Comes in a NEX mount for the Sony Alphas :



Antono Refa said:


> beckstoy said:
> 
> 
> > Anyone know if anyone (any company) ever considered a faster lens than 2.8 in this range? I understand weight would be a serious issue...
> ...


----------



## jeffa4444 (Sep 28, 2015)

Even the basic EF 70-200 f4L is sharp Ive used this lens for years (on a tripod) and Ive never felt it was a "bad" lens. Ive only bought a 5Ds this weekend so not had the chance to try the lens on it yet but I certainly will be the only aspect of this lens that makes it a departure from normal L lenses is the lack of weather sealing at the rear of the lens which must be peanuts to add.


----------



## 9VIII (Sep 28, 2015)

I agree that this would be the ideal lens to introduce DO with zoom. And they could make version 1 just an upgrade in size leaving room for a version 2 with perfected optics later.
I doubt they could perfect the optics on their first try anyway, even the 400f4DO gives lesser IQ to the non-DO equivalents.
The 70-200f2.8IS2 also still has a bit of room for upgrading the optics across the zoom range and in general as well. Given the state of the competition I can only assume that the 70-200 range at f2.8 is not an easy task to begin with.


----------



## Zv (Sep 28, 2015)

The f/4L IS could do with a few minor improvements I'd say but certainly not something that is in dire need of replacing.
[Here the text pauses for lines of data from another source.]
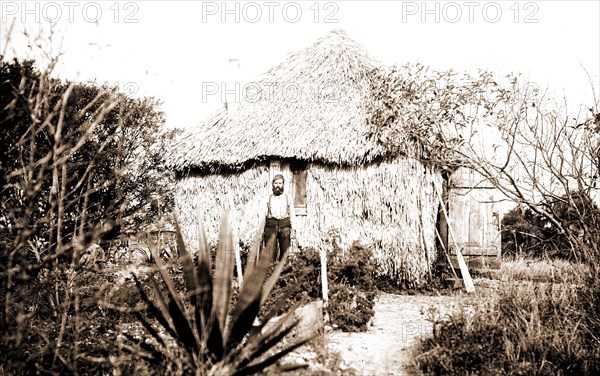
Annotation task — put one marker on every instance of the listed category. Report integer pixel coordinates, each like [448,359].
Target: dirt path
[385,348]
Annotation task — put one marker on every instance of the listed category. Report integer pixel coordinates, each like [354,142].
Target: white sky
[171,50]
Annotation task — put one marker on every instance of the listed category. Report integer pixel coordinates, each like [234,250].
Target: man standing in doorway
[278,224]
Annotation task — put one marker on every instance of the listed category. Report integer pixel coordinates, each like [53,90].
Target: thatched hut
[306,118]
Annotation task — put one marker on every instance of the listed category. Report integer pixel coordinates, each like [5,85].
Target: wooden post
[324,283]
[464,270]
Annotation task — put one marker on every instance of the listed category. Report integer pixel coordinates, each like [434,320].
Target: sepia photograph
[300,187]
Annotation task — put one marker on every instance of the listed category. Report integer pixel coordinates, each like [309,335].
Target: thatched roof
[310,107]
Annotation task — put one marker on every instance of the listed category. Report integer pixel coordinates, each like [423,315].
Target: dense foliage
[527,233]
[78,163]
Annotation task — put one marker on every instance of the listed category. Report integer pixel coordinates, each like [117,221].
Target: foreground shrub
[530,329]
[207,333]
[352,289]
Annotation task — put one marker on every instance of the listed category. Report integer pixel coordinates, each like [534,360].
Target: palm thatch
[312,107]
[354,187]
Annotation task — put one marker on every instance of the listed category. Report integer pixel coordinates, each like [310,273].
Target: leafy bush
[527,233]
[206,332]
[350,274]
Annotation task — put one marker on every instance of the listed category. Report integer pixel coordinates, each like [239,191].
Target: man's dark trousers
[277,232]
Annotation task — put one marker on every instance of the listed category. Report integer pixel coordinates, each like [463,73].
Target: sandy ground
[385,348]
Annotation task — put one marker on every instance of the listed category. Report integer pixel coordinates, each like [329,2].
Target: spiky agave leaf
[176,308]
[222,283]
[248,303]
[204,343]
[211,334]
[254,248]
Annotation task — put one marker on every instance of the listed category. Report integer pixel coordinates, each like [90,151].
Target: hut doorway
[473,209]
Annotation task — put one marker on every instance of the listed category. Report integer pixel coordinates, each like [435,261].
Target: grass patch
[556,271]
[528,328]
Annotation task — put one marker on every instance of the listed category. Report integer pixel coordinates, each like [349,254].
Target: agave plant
[216,336]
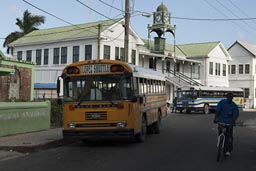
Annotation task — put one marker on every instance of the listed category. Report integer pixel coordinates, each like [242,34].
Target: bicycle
[221,140]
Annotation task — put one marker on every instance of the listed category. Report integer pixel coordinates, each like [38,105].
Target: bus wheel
[158,124]
[206,109]
[141,137]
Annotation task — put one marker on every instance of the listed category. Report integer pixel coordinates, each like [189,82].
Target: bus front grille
[185,104]
[96,116]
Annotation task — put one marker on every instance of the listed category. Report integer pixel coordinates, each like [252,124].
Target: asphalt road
[187,142]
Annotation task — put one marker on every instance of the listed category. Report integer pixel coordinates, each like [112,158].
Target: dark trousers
[229,137]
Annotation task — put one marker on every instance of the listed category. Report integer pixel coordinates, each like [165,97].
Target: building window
[233,69]
[117,53]
[246,92]
[38,56]
[217,69]
[46,56]
[56,55]
[152,63]
[211,68]
[133,57]
[29,55]
[75,54]
[168,66]
[122,55]
[224,70]
[106,52]
[247,69]
[19,55]
[64,53]
[241,69]
[88,52]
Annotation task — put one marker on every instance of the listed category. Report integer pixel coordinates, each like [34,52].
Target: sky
[197,21]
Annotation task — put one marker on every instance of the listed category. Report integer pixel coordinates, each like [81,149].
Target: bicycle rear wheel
[220,148]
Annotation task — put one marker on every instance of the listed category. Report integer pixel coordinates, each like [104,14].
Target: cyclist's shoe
[227,153]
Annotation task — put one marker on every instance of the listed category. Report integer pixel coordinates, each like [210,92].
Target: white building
[52,49]
[242,70]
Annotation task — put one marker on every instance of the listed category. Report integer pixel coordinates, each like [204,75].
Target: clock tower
[161,25]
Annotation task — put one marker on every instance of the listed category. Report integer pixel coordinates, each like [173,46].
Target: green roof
[64,33]
[1,54]
[187,50]
[198,49]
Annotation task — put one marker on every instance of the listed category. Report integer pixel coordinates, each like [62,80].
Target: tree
[27,24]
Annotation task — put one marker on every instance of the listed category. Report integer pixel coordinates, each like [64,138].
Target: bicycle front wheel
[220,148]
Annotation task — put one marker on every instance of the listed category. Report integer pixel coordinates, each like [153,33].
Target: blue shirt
[227,111]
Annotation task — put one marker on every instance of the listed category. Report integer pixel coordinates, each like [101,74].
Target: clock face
[166,17]
[158,17]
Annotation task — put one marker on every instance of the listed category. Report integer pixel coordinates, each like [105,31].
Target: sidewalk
[20,144]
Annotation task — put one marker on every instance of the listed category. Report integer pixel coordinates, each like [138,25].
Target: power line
[213,19]
[239,9]
[228,17]
[234,14]
[94,10]
[111,6]
[49,13]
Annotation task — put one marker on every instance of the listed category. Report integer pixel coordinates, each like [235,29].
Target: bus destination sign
[96,68]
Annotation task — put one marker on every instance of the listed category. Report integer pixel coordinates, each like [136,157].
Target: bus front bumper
[98,134]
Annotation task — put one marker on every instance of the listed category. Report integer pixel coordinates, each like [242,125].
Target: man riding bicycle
[227,112]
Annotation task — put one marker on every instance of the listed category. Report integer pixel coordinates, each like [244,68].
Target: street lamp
[127,25]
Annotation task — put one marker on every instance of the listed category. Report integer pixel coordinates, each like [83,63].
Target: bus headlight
[120,124]
[71,125]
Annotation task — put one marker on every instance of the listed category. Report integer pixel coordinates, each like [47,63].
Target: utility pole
[126,27]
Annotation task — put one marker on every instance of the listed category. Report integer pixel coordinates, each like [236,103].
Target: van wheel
[141,137]
[206,109]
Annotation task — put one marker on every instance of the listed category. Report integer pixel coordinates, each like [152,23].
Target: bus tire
[206,109]
[157,126]
[141,136]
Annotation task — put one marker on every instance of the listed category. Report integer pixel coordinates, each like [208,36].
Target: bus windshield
[98,88]
[188,94]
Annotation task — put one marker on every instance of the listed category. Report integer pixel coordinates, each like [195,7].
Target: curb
[38,147]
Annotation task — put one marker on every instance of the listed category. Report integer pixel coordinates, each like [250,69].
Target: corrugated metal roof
[45,86]
[64,33]
[198,49]
[251,48]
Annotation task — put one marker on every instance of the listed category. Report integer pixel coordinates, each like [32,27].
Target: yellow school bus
[109,98]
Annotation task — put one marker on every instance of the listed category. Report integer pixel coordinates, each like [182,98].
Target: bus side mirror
[134,99]
[59,101]
[58,87]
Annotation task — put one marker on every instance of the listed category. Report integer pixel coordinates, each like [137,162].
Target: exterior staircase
[179,79]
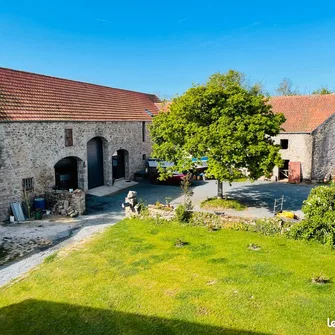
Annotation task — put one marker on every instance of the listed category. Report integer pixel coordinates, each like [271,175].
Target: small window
[68,138]
[143,131]
[284,144]
[28,184]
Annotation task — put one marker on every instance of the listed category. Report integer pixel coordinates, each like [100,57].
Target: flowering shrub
[319,222]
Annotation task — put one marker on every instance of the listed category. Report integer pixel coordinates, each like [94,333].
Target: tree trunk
[220,189]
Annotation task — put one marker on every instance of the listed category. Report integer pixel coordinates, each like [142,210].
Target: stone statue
[131,206]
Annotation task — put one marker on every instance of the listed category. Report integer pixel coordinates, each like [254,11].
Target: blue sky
[164,47]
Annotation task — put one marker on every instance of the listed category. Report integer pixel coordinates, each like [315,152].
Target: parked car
[175,179]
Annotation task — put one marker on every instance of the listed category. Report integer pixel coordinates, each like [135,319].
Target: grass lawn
[216,203]
[134,280]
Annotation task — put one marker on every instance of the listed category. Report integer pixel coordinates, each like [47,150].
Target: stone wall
[31,150]
[59,200]
[324,150]
[300,148]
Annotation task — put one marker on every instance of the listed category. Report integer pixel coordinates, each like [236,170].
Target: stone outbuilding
[308,137]
[68,134]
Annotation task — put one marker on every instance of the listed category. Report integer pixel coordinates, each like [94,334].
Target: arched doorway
[66,173]
[95,162]
[120,164]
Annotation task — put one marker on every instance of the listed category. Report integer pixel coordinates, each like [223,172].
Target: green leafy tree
[323,90]
[286,88]
[226,120]
[319,222]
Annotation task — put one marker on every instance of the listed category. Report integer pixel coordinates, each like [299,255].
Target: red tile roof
[304,113]
[32,97]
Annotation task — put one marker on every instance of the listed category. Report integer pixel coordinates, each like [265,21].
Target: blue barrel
[39,203]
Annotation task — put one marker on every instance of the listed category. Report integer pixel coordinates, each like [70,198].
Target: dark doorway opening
[283,171]
[66,173]
[119,164]
[95,162]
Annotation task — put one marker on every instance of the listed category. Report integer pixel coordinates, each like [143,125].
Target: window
[143,131]
[284,144]
[68,138]
[28,184]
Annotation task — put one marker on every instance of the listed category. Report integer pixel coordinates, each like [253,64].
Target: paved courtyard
[258,196]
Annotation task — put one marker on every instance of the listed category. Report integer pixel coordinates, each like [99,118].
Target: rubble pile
[66,203]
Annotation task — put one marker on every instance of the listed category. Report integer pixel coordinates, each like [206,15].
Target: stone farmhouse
[69,134]
[308,135]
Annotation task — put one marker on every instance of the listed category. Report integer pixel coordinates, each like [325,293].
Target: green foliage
[50,258]
[185,186]
[319,222]
[225,120]
[322,91]
[216,203]
[286,88]
[205,219]
[182,213]
[268,227]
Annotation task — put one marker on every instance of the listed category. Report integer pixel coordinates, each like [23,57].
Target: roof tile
[28,96]
[304,113]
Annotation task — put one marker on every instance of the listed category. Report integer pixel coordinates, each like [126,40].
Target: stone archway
[120,161]
[69,173]
[95,162]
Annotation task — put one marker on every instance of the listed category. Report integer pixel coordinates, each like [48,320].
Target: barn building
[68,134]
[308,136]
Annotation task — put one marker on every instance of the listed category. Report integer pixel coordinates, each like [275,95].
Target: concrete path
[89,226]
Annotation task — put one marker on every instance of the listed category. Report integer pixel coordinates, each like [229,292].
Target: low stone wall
[166,213]
[66,203]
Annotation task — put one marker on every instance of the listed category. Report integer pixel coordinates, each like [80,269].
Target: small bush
[182,214]
[216,203]
[205,219]
[320,279]
[268,227]
[238,226]
[319,222]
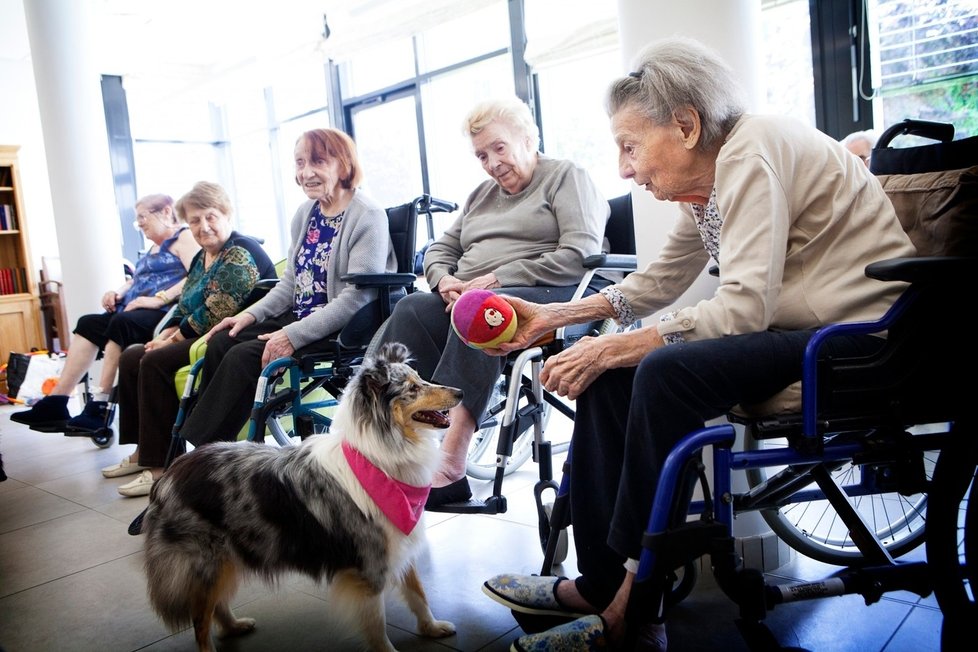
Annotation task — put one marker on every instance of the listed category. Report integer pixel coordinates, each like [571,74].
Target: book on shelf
[13,280]
[8,217]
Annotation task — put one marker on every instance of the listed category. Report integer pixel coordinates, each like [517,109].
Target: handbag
[16,371]
[34,375]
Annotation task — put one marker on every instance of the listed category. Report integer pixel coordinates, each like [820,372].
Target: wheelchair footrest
[870,582]
[491,505]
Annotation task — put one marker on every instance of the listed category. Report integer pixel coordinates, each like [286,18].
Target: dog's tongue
[431,417]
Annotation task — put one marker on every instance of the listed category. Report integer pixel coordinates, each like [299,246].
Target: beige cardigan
[802,218]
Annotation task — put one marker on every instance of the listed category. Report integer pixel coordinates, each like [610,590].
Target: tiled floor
[70,576]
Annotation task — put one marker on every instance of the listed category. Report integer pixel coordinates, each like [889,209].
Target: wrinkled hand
[109,299]
[149,303]
[572,370]
[277,345]
[235,324]
[450,287]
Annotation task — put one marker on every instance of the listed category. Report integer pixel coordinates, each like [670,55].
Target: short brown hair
[334,144]
[204,194]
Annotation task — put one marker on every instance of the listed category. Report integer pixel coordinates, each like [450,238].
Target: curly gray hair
[679,72]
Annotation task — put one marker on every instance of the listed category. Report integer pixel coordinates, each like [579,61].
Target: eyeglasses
[143,217]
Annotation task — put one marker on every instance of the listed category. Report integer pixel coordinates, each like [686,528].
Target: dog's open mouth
[432,418]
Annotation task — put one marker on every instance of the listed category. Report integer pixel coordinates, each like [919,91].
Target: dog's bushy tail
[185,576]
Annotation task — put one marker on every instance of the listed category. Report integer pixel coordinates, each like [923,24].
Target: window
[925,58]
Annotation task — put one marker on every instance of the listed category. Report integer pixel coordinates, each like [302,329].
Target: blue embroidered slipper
[582,635]
[530,594]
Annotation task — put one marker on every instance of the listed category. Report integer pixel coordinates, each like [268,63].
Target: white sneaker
[125,467]
[140,486]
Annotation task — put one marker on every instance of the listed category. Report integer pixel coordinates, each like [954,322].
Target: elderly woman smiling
[524,232]
[220,282]
[792,219]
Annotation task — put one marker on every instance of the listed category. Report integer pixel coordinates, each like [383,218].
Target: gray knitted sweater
[362,246]
[538,236]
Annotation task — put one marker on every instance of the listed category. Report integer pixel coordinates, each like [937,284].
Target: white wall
[20,124]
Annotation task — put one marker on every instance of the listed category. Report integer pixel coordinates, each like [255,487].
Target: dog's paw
[238,627]
[437,629]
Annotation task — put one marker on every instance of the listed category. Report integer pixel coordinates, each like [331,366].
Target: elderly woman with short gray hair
[792,219]
[524,232]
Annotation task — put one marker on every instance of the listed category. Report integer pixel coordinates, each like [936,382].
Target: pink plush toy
[483,319]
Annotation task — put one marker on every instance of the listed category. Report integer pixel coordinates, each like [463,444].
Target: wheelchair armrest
[380,280]
[924,269]
[626,262]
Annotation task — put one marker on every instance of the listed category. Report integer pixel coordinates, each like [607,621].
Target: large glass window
[925,55]
[787,53]
[575,124]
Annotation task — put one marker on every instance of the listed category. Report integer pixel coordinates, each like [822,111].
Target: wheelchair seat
[295,396]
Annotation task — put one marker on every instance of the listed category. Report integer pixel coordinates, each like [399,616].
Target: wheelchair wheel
[103,437]
[952,532]
[480,462]
[814,528]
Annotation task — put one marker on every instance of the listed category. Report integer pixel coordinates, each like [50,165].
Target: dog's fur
[232,508]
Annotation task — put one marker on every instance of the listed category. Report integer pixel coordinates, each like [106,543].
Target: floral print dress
[311,262]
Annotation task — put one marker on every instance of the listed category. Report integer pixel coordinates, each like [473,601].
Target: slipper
[456,492]
[580,635]
[529,594]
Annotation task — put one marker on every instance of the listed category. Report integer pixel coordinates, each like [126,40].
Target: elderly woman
[131,314]
[220,281]
[791,218]
[525,232]
[338,231]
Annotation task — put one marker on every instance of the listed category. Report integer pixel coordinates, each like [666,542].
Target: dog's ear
[395,352]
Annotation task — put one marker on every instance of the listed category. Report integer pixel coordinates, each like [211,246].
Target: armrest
[380,280]
[626,262]
[923,269]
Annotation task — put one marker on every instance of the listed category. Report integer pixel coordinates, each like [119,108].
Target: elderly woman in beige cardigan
[792,219]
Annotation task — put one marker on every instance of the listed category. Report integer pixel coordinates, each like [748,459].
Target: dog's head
[387,396]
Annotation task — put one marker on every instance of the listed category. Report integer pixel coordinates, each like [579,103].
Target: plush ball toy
[483,319]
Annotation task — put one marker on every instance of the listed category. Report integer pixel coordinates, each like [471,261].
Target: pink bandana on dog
[402,503]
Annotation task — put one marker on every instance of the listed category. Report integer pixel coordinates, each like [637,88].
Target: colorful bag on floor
[39,378]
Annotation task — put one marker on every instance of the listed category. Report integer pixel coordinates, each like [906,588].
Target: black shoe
[91,419]
[50,414]
[456,492]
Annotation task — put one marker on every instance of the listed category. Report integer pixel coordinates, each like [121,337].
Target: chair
[295,397]
[851,478]
[515,423]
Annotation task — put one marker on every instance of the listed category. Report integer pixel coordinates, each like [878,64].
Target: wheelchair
[881,458]
[514,428]
[295,396]
[104,435]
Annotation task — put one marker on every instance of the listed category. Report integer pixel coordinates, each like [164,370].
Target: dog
[225,510]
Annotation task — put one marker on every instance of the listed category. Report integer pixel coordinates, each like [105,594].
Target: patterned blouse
[708,223]
[220,291]
[311,260]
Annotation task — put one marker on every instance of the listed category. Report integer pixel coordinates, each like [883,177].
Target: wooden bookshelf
[20,323]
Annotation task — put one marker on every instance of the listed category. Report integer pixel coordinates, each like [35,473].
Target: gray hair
[511,111]
[679,72]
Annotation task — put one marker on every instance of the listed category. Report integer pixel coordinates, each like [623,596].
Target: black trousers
[229,378]
[629,420]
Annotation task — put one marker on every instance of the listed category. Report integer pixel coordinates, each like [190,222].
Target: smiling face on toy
[482,319]
[493,317]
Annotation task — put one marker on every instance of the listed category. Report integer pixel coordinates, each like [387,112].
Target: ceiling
[167,48]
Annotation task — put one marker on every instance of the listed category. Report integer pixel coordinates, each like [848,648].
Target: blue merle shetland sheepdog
[340,507]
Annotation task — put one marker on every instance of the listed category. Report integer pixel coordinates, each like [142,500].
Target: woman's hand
[277,345]
[110,299]
[235,324]
[150,303]
[450,287]
[572,370]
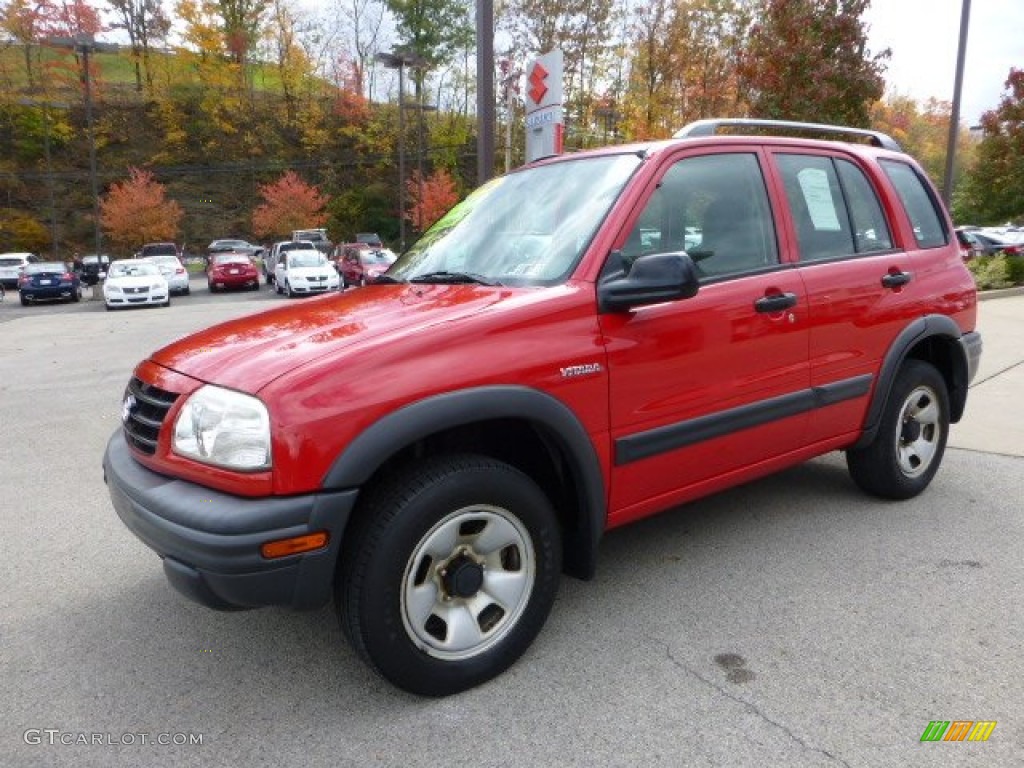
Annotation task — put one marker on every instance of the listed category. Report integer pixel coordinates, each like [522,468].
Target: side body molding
[416,421]
[961,351]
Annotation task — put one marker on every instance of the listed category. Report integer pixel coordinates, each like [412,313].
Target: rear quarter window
[920,203]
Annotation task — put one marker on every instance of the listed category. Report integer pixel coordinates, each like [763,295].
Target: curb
[1000,293]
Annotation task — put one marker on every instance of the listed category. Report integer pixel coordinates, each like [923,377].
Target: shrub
[991,271]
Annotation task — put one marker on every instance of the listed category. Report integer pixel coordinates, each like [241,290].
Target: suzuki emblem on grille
[127,407]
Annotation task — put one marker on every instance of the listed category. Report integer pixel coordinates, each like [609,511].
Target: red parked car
[231,270]
[361,263]
[589,340]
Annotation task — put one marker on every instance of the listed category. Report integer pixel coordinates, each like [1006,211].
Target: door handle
[896,280]
[776,302]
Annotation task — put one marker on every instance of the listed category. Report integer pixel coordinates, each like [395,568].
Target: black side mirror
[651,280]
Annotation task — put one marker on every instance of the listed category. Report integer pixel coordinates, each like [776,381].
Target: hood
[134,281]
[250,352]
[311,271]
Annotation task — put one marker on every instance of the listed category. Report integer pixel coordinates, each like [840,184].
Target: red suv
[589,340]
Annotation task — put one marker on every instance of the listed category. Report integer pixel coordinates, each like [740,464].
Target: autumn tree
[923,130]
[23,19]
[431,199]
[993,187]
[137,211]
[808,59]
[432,30]
[684,64]
[144,22]
[289,204]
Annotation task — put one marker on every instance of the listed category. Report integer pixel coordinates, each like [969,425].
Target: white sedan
[135,284]
[303,271]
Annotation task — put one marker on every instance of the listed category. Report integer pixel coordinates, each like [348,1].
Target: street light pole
[399,59]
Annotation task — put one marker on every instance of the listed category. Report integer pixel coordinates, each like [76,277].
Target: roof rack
[710,128]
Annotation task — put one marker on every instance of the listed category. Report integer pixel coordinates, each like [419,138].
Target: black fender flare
[360,459]
[932,326]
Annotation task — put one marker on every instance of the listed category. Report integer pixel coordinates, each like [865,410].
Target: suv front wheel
[908,446]
[451,573]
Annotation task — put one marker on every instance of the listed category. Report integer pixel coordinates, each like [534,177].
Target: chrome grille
[145,408]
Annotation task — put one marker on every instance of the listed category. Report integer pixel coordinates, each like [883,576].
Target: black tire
[905,454]
[393,596]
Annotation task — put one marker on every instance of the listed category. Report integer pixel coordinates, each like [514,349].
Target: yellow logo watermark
[958,730]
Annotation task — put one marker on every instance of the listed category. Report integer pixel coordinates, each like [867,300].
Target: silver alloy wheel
[468,582]
[920,431]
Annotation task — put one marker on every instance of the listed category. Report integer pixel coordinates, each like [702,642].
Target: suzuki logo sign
[544,105]
[537,86]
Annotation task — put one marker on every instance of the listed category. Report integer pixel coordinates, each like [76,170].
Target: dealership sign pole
[545,120]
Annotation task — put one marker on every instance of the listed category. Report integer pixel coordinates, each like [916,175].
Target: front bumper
[48,293]
[210,542]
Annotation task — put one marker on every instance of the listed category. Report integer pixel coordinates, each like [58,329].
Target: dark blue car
[48,281]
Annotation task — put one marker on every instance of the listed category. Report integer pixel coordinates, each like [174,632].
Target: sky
[924,36]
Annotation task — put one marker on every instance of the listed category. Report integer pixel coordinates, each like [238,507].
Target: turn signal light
[294,545]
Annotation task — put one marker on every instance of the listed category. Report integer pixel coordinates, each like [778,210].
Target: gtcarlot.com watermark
[55,736]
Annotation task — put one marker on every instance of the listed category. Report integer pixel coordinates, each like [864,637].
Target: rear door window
[920,204]
[835,209]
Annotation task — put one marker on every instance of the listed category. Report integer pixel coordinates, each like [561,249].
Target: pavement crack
[753,709]
[997,374]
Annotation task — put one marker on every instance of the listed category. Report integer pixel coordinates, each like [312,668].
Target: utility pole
[947,181]
[86,45]
[484,90]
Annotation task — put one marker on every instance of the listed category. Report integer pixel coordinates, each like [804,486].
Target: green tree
[808,59]
[993,187]
[22,231]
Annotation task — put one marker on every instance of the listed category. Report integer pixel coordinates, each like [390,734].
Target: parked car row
[987,242]
[294,267]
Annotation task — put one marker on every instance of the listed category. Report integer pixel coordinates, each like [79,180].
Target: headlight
[225,428]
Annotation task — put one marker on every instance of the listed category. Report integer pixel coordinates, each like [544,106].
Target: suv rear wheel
[450,574]
[907,450]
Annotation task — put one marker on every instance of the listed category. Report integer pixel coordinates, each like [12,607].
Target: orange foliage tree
[136,211]
[289,204]
[438,196]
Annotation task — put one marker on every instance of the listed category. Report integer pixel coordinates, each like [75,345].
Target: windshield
[527,228]
[45,267]
[168,260]
[164,249]
[134,269]
[231,258]
[306,258]
[376,258]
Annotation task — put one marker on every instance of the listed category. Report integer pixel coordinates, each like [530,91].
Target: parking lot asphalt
[993,421]
[791,622]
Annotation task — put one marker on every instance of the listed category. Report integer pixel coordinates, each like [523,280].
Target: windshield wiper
[444,276]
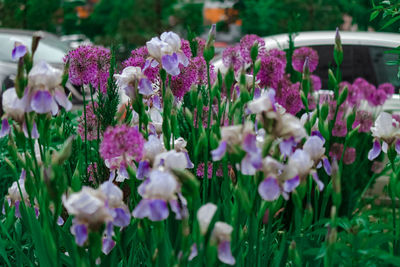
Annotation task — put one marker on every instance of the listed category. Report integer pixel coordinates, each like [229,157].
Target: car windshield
[369,62]
[49,49]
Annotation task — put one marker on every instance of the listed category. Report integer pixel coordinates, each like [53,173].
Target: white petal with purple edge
[42,102]
[5,128]
[81,233]
[62,99]
[145,87]
[291,184]
[108,245]
[18,52]
[375,150]
[318,181]
[269,189]
[327,166]
[225,253]
[397,146]
[219,152]
[171,64]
Would be interesting if it's a lighter design with updated and less noisy IS! My copy is OK at 70mm, nothing great so maybe they could sort that issue out and throw in the BR element and you'd have a very tidy little lens fit for all kinds of high megapixel action! 

Note to self - I really need to start using this lens more!


----------



## Bullwye (Sep 28, 2015)

I do not think that BR is required for the 2.8 II. Never noticed any purple borders, not even wide open


----------



## davidcl0nel (Sep 28, 2015)

Bullwye said:


> I do not think that BR is required for the 2.8 II. Never noticed any purple borders, not even wide open



Yes, but maybe you can replace 14 lenses in 7 groups (just kidding) with _one_ BR, just to correct the color abberation.


----------



## Alejandro (Sep 28, 2015)

How big would a 70-200 f/2 be?


----------



## TeT (Sep 28, 2015)

Alejandro said:


> How big would a 70-200 f/2 be?



About $3,800.00 Big


----------



## unfocused (Sep 28, 2015)

Since I just ordered a 70-200 f2.8 II I'm guessing that's the lens they will replace.


----------



## CanoKnight (Sep 28, 2015)

Antono Refa said:


> Maybe it's a 70-200mm f/2.8 *DO* IS USM



Or a 70-200mm f/4 DO BR EF-S IS USM ?
(What letters of the alphabet did I miss.. )


----------



## mb66energy (Sep 28, 2015)

TeT said:


> Alejandro said:
> 
> 
> > How big would a 70-200 f/2 be?
> ...



Bigger: $15 000 - compare to 200-400 and it isn't easier to do similar with shorter focal ranges.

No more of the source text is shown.